Ces documents sont disponibles sur le site de l’Agence en ligne d’Eau de Paris.


Réaliser un branchement d’eau non potable présente les avantages suivants :

  • c’est une démarche écologique car l’eau non potable ne nécessite pas un traitement lourd pour des usages tels que l’arrosage ou le nettoiement ;
  • les tarifs de l’eau non potable sont avantageux. En fonction des volumes consommés, l’investissement peut être amorti en quelques mois ou années.

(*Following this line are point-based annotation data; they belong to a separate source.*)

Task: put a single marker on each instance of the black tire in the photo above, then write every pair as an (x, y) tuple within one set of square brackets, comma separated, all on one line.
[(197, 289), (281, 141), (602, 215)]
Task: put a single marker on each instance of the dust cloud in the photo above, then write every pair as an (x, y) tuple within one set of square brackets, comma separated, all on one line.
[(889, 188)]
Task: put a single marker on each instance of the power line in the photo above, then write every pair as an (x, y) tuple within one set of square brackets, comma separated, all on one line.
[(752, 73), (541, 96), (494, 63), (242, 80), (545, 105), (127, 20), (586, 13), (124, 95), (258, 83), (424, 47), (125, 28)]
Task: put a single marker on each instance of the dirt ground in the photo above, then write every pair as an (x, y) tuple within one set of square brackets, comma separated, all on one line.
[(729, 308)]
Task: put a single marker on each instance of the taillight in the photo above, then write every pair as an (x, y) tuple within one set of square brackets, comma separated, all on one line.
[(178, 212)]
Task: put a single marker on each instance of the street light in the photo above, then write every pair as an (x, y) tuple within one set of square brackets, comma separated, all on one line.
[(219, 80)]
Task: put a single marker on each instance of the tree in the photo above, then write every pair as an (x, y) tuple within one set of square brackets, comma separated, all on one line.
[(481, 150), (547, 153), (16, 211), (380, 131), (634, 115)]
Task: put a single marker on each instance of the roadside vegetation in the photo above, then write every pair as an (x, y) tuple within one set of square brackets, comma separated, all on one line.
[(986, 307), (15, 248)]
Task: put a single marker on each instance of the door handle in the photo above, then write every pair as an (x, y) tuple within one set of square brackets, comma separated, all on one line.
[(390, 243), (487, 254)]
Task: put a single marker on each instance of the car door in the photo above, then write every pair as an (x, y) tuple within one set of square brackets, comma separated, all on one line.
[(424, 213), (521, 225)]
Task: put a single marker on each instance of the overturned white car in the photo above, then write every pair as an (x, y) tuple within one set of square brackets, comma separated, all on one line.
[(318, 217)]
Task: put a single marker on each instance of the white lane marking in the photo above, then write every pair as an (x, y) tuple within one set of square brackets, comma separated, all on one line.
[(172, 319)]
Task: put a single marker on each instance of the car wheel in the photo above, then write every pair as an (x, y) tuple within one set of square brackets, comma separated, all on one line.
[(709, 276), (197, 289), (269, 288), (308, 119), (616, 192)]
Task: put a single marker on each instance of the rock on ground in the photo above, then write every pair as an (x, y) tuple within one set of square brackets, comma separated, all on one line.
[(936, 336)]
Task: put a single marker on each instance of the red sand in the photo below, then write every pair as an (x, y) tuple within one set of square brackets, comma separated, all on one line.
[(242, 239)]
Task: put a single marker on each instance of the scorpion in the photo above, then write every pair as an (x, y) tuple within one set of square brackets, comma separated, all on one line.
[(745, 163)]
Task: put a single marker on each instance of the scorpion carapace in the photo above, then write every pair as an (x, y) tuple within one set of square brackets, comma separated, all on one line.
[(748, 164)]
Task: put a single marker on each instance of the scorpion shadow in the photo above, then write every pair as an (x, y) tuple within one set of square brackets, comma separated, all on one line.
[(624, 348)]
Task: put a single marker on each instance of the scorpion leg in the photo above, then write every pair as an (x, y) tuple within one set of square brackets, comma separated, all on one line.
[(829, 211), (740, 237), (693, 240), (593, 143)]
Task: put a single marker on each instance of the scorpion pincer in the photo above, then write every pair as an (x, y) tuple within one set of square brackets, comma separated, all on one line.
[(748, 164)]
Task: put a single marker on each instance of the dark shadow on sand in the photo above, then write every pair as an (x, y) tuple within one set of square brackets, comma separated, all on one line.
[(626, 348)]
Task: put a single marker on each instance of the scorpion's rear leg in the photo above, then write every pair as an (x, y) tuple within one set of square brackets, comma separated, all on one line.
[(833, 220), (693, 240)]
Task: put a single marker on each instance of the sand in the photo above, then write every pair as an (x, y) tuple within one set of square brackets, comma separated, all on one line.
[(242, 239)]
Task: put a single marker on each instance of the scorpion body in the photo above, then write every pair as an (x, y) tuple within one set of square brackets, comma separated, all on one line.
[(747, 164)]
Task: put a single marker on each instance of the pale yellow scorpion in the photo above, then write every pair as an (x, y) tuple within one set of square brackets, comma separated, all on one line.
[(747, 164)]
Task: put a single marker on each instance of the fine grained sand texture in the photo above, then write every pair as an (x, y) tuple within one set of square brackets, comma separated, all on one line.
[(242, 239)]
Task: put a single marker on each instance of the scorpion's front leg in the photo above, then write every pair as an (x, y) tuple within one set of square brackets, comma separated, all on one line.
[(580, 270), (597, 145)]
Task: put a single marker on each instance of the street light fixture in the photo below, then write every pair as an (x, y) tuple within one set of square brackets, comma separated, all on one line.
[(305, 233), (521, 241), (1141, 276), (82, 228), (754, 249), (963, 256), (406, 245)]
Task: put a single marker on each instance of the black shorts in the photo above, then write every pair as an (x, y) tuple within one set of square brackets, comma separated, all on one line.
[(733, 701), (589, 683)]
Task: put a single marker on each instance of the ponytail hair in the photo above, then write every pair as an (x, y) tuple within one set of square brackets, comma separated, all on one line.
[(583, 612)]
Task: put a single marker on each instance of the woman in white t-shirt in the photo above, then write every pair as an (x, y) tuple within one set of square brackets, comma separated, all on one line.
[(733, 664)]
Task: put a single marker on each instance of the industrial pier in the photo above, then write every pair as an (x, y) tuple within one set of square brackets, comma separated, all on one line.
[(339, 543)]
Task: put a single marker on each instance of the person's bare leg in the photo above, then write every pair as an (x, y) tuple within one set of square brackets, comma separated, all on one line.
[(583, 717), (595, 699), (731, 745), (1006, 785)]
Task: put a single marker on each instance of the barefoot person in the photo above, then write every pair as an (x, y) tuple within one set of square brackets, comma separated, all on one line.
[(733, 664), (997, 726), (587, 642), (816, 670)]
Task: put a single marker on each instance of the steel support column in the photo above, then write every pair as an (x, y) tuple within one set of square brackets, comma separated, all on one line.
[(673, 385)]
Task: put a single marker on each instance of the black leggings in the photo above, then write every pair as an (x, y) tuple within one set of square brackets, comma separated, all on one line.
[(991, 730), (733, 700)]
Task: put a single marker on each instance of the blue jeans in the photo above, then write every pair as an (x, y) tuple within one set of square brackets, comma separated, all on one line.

EXPERIMENTER DE NOUVEAUX USAGES

Chauffer ou climatiser grâce à l’eau non potable

L’eau non potable est utilisée comme fluide caloporteur et passe dans un échangeur thermique pour céder ses calories ou ses frigories à un second circuit d’eau (boucle secondaire). Celui-ci alimente ensuite des groupes froids ou vient refroidir une machine à absorption. L’eau utilisée est enfin restituée dans le réseau d’eau non potable, via un branchement de réinjection.


Dans ce type de projets, il ne s’agit pas de consommation d’eau à proprement parler puisque celle-ci est restituée. Cela a l’avantage d’être écologique mais aussi économique puisque le bénéficiaire ne doit pas s’acquitter de redevances d’assainissement, contrairement au système à eau perdue.


Ce type de dispositif est déjà en service depuis l’été 2014 au centre de santé Cosem (Coordination des œuvres sociales et médicales, 9e arr.) ainsi que dans un immeuble de bureaux situé au 67-69 avenue Victor Hugo (16e arr.).


Réinjecter des eaux d’exhaure dans le réseau d’eau non potable


Les eaux d’exhaure sont des eaux de nappe phréatique qui resurgissent dans les niveaux bas des structures profondes des sous-sols de certains bâtiments. Cela concerne essentiellement des stations de métro profondes ou des sous-sols de parkings. On recense également une centaine d’autres sites dans Paris intra-muros. Il convient d’évacuer ces eaux pour éviter tout risque d’inondation.


Aujourd’hui, ces eaux sont rejetées dans le réseau d’assainissement ainsi que dans la Seine ou le canal de l’Ourcq, via des réseaux de collecte, ce qui représente des coûts importants (redevance d’assainissement à verser). L’objectif est de réinjecter ces eaux dans le réseau d’eau non potable, sous certaines conditions (paramètres de qualité sur le rejet, prescriptions techniques).


Ces nouvelles utilisations du réseau d’eau non potable feront l’objet d’expérimentations par Eau de Paris sur des sites pilotes en 2015. Ce sera notamment le cas à l’hôtel de ville de Paris où la régie a prévu d’expérimenter un dispositif de climatisation du bâtiment à partir du réseau d’eau non potable. Pour en savoir plus sur ce projet, consultez notre dossier spécial Innovation.


A l’issue d’une période d’observation et en fonction des retours d’expérience obtenus, Eau de Paris pourrait être en mesure de proposer une offre de services permettant de développer et de valoriser au maximum les nouveaux usages de l’eau non potable.